A middle-aged man was admitted to the clinic four days after the ingestion of wild mushrooms. His medical history included type 2 diabetes, hypertension, and coronary bypass. Initially misdiagnosed with infectious enterocolitis, he was treated as an outpatient with IV fluids while continuing his chronic medications (statins, beta-blockers, aspirin).
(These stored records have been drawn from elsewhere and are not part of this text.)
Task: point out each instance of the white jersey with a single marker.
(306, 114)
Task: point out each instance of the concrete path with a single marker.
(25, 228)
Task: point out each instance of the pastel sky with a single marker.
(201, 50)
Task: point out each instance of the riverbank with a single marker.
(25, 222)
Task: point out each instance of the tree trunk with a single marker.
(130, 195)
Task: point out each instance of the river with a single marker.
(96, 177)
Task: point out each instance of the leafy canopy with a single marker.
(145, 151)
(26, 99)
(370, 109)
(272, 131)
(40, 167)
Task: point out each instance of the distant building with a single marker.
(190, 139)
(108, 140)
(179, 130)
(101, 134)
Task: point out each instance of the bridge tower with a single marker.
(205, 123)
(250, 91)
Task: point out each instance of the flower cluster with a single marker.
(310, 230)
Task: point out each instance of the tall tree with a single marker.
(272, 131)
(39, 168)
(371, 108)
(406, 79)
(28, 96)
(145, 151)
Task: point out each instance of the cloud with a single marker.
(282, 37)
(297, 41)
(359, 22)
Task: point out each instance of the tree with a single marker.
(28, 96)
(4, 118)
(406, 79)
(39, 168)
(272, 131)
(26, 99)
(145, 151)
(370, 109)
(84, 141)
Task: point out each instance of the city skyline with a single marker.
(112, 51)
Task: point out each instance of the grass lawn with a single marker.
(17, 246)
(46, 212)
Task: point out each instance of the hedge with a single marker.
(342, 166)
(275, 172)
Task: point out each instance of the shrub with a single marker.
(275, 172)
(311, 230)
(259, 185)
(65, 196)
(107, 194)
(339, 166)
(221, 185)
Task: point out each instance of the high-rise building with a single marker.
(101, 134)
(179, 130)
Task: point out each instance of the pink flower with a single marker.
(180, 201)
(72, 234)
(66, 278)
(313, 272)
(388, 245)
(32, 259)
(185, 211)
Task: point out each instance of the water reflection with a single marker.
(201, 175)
On day three, blood tests confirmed hepato-renal syndrome, and he was transferred to the clinic. On admission, he was alert with BP 100/60 mmHg, HR 100/min, sinus rhythm, right upper quadrant pain, and jaundice. Lab results showed thrombocytopenia, severe hepato-renal dysfunction, prolonged prothrombin time (29.3 sec), and a MELD score of 30. For three days, he was simultaneously exposed to amatoxin and chronic cardiovascular medications, both substrates for the same transporters. Treatment was adjusted to IV acetylcysteine (double regimen), oral silymarin (600 mg/day), and supportive therapy. He recovered within 10 days, with transaminases normalizing after three months. Understanding transporter-related drug interactions and patient-specific metabolic differences may improve future management strategies and patient survival. Further research is needed on alternative inhibitors of amatoxin uptake and competitive OATP substrates to expand treatment options.